Although it was abandoned in 1916, Skageflå was once one of the richer goat farms in the Geiranger area, and had two or three mountain pastures for its animals. The farm was inhabited from the Middle Ages until 1916; it is now a tourist attraction. A rock slide in 1873 destroyed much of the cultivated land. From the fjord, the farm has a difficult uphill hike to get to the farm.

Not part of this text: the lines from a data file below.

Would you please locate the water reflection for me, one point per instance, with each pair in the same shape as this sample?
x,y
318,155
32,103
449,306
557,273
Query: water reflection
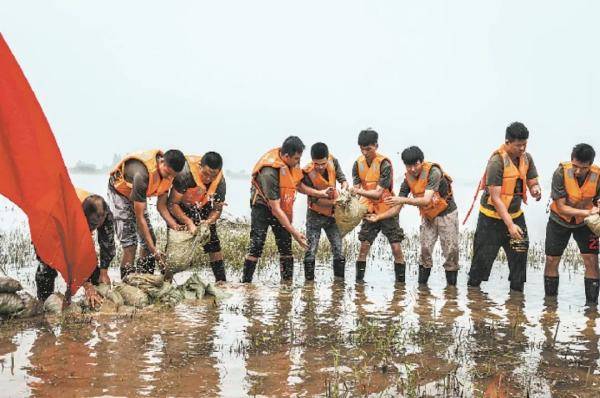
x,y
320,338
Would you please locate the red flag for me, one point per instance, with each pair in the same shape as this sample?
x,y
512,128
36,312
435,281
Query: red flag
x,y
34,176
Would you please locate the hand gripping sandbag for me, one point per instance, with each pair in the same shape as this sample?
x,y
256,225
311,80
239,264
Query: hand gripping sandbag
x,y
593,223
185,249
349,212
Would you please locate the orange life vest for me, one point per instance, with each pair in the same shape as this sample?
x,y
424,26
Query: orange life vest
x,y
578,197
199,195
288,180
369,178
156,184
320,183
82,194
417,187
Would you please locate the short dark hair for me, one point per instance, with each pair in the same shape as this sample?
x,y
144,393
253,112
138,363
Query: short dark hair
x,y
94,207
174,159
368,137
292,145
412,155
319,151
516,131
584,153
212,160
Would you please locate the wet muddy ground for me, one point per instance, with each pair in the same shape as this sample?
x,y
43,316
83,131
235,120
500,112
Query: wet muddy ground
x,y
326,338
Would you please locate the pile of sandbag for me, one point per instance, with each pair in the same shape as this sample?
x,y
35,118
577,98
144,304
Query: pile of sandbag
x,y
593,222
184,249
16,303
349,211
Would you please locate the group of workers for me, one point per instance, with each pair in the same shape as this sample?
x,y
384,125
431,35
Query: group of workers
x,y
191,189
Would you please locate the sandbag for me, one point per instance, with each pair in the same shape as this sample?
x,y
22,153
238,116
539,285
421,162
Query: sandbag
x,y
9,285
144,281
593,222
348,212
110,294
185,249
31,305
219,294
10,303
53,304
194,287
132,296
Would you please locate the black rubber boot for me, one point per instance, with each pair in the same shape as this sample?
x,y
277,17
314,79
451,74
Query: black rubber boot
x,y
218,268
451,277
309,270
286,269
517,286
361,266
249,267
424,275
44,281
591,291
400,272
339,268
551,285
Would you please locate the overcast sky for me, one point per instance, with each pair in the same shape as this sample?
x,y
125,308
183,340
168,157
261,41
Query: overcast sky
x,y
237,77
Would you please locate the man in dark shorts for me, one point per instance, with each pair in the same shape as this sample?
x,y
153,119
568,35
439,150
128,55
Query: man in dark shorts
x,y
198,196
276,178
575,195
323,173
99,219
135,178
509,173
373,178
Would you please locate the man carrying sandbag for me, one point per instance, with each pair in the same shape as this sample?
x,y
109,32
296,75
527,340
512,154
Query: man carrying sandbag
x,y
135,178
510,172
373,180
197,197
322,174
575,195
275,179
100,219
432,193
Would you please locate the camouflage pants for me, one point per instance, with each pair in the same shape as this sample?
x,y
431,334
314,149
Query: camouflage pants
x,y
124,217
446,229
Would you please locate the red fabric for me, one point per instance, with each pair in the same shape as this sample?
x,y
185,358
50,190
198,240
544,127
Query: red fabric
x,y
34,176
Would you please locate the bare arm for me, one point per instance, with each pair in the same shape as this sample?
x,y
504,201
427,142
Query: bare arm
x,y
374,194
142,226
502,211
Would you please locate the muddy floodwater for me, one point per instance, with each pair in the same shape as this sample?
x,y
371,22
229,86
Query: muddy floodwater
x,y
326,338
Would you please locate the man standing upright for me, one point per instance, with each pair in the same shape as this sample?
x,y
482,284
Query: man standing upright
x,y
432,193
323,173
275,179
575,195
135,178
509,173
373,180
197,196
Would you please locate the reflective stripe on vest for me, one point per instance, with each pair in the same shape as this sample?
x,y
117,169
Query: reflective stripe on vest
x,y
369,178
320,183
156,184
578,197
510,175
199,195
288,180
417,188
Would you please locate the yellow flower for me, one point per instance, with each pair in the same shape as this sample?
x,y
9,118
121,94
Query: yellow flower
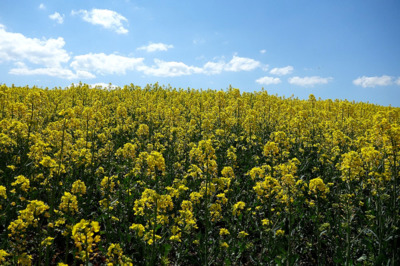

Magdalene Thoresen, Henrik Ibsen's mother-in-law, said of the area:
This fjord is surrounded by the steepest and, one is almost tempted to say, the most preposterous mountains on the entire west coast. It is very narrow and has no habitable shore area, for the precipitous heights rise in sheer and rugged strata almost straight out of the water. Foaming waterfalls plunge into the fjord from jagged peaks. There are, however, a few mountain farms here, and of these one or two have such hazardous access, by paths that wind around steep precipices, and by bridges that are fixed to the mountain with iron bolts and rings, that they bear witness in a most striking way to the remarkable powers of invention which the challenges of nature have developed in man.

==Name==
The first element is the genitive case of the word skagi which means headland or cape (related to the famous Danish place Skagen). The last element is the word flå which means "field on a mountainside".